Las razones son fáciles de entender. Se volvieron tan relevantes y necesarios para el establecimiento plutocrático las contribuciones de sus voceros mediáticos (periodistas y comentócratas) que, cuando no emanaros de sus propias redes familiares, terminaron asimilándose a sus patrones y estilos de vida.

La mirada ácida y desencantada de estos personajes frente al triunfo de AMLO nada tiene de fingida. Ven lo que pueden ver desde la distancia desde las propias cosmovisiones en las que se forjaron. Al igual que muchos de los beneficiarios del arreglo plutocrático, perciben con nostalgia y con enojo los peligros del arribo del advenedizo plebeyo, el outsider bronco que les reta con la retahíla de sus calificativos de “señoritingos”. “piel blanca”, “fifís”, así como con sus desplantes de responder con besos a preguntas poco afortunadas o negarse al uso de privilegios como el uso de un avión presidencial.

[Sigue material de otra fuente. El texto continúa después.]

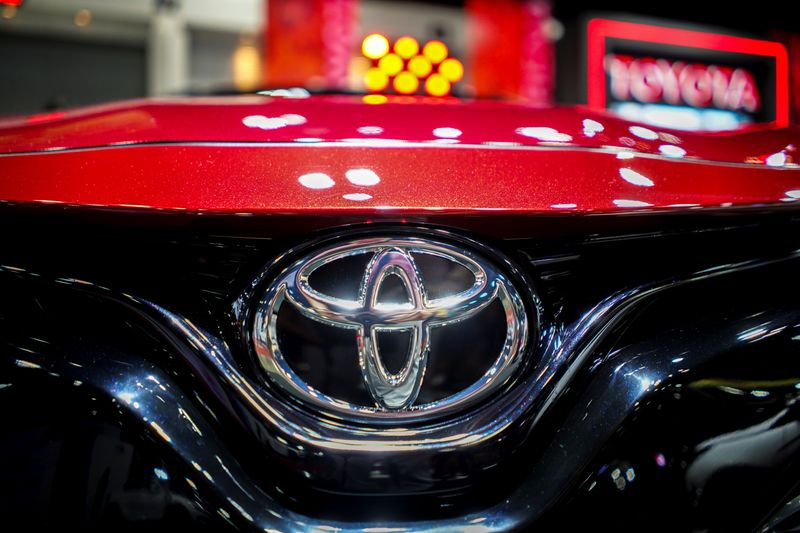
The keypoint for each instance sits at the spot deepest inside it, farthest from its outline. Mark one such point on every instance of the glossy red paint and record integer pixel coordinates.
(426, 157)
(601, 29)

Tienen razón los miembros prominentes del arreglo fifi cuando perciben “clasismo” en las actitudes y las expresiones dicharacheras de AMLO. No en balde, citando a Diego Fernández de Cevallos, su indisposición a “entregarle el país” (traducción: su propiedad) a un loco, es decir, a un miembro ajeno a su “clase”.

La parte que ignoran los avasallados por el tsunami electoral es que la estructuración polarizada de nuestro país no es atribuible a AMLO, sino producto de una larga tradición histórica, que hoy amenaza con estallar.

La contraparte del México fifi es el México “chairo”, bronco, profundo, “indio”, “naco”, etc., a la cual apeló exitosamente AMLO. El desenlace del encuentro cada vez más abierto e irritante entre ambos México es lo que está por dilucidarse.

Sería ingenuo suponer que la oposición fifi desaparecerá en automático o por arte de magia. Sus expresiones de aquí en adelante han de ser tomadas como parte del desafío en la deconstrucción de la polaridad.

En el corto plazo, el reto para AMLO es evitar echar lumbre al fuego de las tendencias al revanchismo  y los golpes espectaculares, así como engancharse en los reclamos ácidos de sus opositores. Quizás un riesgo mayor sea impedir que las redes plutocráticas regresen por sus fueros, sobre todo porque una buena parte de sus acompañantes provienen de ellas.

El México actual, sin duda, reclama una política estratégica de despolarización. Difícilmente la Cuarta Transformación llegará a buen puerto si se desentiendo de la realidad del México fifi.

 

*Analista Política

*Presidente del Centro de Estudios Internacionales del Trabajo A. C.